Mr Smyth claims that the NHS faces a “ticking timebomb” of untreated cancer and called for a catch-up plan to be developed.

He added: “The Scottish Government has ignored warning after warning about the pressure on NHS services and the impossible demands being placed on staff without the numbers of doctors and nurses they need, leaving us with a ticking timebomb of untreated cancer that will cost lives and overwhelm our NHS.

“We need a real cancer catch-up plan.”

Health Secretary Humza Yousaf admits that the service remains under pressure in the aftermath of the Covid-19 pandemic.

He said: “We’re investing £40 million over five years to support cancer services and improve waiting times, with a focus on urology, colorectal and breast with £10 million released to boards targeted at these most challenged pathways.

“We are committed to finding cancer as early as possible which is why we are expanding rapid cancer diagnostic services across Scotland with centres already established in NHS Dumfries and Galloway.

“In addition on Monday we published Scotland’s first optimal cancer diagnostic pathway for lung cancer, alongside £3 million investment.”

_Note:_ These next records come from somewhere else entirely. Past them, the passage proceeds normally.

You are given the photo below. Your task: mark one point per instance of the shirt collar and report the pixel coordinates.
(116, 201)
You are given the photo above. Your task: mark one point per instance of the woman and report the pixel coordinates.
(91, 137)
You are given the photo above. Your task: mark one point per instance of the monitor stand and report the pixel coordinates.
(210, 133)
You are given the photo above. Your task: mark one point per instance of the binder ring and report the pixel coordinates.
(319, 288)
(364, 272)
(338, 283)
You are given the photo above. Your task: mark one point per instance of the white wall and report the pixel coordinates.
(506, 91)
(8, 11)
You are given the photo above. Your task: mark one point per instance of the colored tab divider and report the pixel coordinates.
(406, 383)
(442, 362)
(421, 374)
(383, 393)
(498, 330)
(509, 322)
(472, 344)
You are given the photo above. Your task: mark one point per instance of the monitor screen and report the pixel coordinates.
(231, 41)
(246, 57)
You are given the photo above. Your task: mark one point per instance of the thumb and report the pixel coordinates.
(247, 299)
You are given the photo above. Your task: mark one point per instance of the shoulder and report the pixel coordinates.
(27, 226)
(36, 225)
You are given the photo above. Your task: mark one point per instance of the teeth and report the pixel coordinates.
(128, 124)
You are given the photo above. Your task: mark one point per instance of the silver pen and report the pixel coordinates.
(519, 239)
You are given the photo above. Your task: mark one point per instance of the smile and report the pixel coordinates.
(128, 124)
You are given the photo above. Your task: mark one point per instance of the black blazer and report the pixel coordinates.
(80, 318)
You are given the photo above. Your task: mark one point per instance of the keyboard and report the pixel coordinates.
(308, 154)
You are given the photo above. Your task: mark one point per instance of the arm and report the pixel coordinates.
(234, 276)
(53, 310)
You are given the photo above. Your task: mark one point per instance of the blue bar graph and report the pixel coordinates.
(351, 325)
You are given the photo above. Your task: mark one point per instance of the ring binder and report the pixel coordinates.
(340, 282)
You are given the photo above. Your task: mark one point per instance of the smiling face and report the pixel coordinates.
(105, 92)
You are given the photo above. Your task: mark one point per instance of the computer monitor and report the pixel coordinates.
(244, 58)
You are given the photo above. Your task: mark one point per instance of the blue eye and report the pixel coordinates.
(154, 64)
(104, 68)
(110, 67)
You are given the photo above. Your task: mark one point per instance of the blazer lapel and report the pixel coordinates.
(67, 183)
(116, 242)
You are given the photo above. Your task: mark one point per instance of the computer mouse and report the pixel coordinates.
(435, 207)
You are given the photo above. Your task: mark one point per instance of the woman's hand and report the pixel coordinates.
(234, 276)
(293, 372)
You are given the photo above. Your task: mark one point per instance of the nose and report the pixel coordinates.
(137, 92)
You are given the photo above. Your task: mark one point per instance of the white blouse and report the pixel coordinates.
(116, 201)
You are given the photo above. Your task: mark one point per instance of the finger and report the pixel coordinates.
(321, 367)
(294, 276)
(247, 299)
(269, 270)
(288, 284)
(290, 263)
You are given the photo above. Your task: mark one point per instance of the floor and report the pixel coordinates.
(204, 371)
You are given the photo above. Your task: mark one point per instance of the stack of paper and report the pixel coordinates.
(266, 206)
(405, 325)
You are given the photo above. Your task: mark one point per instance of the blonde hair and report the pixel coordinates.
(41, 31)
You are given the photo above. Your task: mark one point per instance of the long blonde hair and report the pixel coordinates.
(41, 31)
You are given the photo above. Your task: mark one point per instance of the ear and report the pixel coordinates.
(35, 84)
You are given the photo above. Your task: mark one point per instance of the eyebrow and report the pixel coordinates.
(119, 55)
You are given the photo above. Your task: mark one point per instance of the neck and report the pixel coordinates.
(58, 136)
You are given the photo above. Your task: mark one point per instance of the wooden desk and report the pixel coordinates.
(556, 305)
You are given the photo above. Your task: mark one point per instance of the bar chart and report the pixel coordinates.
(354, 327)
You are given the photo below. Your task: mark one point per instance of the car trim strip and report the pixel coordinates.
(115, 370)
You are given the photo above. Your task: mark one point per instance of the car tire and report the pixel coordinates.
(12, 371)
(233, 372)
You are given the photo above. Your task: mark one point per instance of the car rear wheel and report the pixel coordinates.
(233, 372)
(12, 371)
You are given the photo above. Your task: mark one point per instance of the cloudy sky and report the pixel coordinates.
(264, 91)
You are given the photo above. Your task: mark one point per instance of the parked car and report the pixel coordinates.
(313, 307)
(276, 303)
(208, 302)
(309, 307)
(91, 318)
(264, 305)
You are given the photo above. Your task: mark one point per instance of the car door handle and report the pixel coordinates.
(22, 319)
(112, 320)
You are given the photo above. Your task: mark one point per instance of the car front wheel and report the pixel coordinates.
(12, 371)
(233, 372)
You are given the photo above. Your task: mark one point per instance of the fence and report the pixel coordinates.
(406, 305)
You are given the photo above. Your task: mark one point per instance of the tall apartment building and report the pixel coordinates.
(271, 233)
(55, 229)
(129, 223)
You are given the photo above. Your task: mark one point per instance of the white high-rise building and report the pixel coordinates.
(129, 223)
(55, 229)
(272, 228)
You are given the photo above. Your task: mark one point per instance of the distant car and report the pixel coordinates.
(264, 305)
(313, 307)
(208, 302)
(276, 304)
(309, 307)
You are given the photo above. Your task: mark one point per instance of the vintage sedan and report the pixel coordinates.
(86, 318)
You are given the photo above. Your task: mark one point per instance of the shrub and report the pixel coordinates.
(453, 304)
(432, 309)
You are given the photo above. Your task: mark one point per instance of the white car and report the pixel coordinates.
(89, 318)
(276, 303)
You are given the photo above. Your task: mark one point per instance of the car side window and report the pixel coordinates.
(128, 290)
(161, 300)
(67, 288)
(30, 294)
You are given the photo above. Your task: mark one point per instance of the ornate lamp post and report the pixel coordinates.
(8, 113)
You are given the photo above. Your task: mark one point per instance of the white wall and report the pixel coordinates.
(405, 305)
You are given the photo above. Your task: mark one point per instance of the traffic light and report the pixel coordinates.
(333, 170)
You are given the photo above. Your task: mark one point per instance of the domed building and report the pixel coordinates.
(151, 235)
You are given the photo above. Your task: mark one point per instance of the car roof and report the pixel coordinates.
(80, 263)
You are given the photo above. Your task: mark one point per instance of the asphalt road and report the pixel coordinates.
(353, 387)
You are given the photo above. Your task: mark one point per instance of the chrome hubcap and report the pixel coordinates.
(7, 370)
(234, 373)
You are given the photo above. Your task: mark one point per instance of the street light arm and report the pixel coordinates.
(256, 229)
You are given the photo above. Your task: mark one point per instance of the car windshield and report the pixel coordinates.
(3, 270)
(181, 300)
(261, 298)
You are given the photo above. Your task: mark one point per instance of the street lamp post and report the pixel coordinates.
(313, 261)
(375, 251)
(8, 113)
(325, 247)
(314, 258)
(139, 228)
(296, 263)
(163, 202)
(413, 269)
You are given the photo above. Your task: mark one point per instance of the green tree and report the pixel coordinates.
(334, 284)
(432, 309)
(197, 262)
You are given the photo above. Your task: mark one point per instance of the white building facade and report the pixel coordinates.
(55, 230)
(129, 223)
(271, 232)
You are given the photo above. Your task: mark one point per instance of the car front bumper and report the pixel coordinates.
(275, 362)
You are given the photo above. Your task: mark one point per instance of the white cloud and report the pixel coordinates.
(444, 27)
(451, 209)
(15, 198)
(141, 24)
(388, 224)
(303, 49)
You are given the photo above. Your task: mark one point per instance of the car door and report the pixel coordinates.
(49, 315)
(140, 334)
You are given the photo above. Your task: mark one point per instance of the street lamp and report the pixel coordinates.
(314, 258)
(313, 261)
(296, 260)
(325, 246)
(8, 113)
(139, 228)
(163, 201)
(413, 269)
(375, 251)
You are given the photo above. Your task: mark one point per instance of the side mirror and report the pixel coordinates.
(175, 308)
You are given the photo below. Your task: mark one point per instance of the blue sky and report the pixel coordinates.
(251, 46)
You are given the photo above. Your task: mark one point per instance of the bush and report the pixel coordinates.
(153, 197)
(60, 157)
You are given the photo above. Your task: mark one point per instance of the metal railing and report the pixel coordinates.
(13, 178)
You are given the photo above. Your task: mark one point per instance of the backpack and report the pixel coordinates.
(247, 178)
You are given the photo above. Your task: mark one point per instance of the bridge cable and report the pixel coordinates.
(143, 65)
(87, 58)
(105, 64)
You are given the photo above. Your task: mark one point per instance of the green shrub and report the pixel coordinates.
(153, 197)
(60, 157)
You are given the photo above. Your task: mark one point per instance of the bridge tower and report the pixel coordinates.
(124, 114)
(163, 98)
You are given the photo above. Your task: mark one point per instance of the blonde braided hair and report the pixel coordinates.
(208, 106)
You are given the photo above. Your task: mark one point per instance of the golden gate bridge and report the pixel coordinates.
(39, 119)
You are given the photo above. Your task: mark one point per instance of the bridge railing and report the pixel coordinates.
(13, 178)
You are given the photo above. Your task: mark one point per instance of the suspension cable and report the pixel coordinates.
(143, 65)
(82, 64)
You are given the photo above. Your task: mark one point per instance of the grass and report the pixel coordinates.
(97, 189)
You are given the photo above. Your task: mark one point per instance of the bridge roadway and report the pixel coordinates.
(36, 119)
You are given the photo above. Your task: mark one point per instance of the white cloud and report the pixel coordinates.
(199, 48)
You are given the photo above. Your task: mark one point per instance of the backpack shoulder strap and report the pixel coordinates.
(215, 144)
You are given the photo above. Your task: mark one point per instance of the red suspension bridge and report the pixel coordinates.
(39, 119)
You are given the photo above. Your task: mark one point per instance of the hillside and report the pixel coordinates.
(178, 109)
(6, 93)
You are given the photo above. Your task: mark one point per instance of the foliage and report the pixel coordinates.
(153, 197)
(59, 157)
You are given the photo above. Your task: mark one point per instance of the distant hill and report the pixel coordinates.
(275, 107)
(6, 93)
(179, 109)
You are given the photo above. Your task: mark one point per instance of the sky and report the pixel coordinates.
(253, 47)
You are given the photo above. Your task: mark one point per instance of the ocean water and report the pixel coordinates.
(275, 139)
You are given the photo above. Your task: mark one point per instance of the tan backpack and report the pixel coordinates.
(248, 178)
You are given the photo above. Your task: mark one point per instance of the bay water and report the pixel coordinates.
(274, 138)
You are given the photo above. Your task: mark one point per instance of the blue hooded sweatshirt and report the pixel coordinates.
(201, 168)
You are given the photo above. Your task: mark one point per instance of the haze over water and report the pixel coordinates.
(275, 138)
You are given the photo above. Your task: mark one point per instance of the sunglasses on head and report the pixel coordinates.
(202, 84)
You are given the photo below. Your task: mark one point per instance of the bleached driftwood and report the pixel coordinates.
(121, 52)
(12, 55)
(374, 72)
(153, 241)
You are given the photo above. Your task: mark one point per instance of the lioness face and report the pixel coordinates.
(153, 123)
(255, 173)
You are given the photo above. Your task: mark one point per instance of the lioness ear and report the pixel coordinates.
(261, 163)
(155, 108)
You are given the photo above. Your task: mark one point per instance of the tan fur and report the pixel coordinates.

An NHS Dumfries and Galloway spokesperson added: “We welcome that this data highlights an improved position within Dumfries and Galloway, where the percentage of people beginning treatment within 62 days has continued to increase throughout the year.

“Our figure stood at 76.9 per cent in quarter one, 79.2 per cent in quarter two, and has now increased to 83.3 per cent in quarter three.

“We are above the national average, but we continue to make concerted efforts to improve our performance – with cancer diagnosis and treatment having continued in Dumfries and Galloway as an identified priority throughout the pandemic.

“Many of the cancer treatments are delivered centrally, through the South of Scotland Cancer Network, and so it will not be within the gift of any Board to influence the time before treatment for that cancer can take place.

“As ever, we cannot comment on any particular case, but there can be many reasons why cancer treatment may not begin within an appropriate timescale.

“These can be issues with capacity which are outwith our control. It can also be due to the patient’s own choice, their clinical fitness to undergo treatment at that point, the need for highly specialist treatment at a central location, or a combination of such factors relating to the individual.”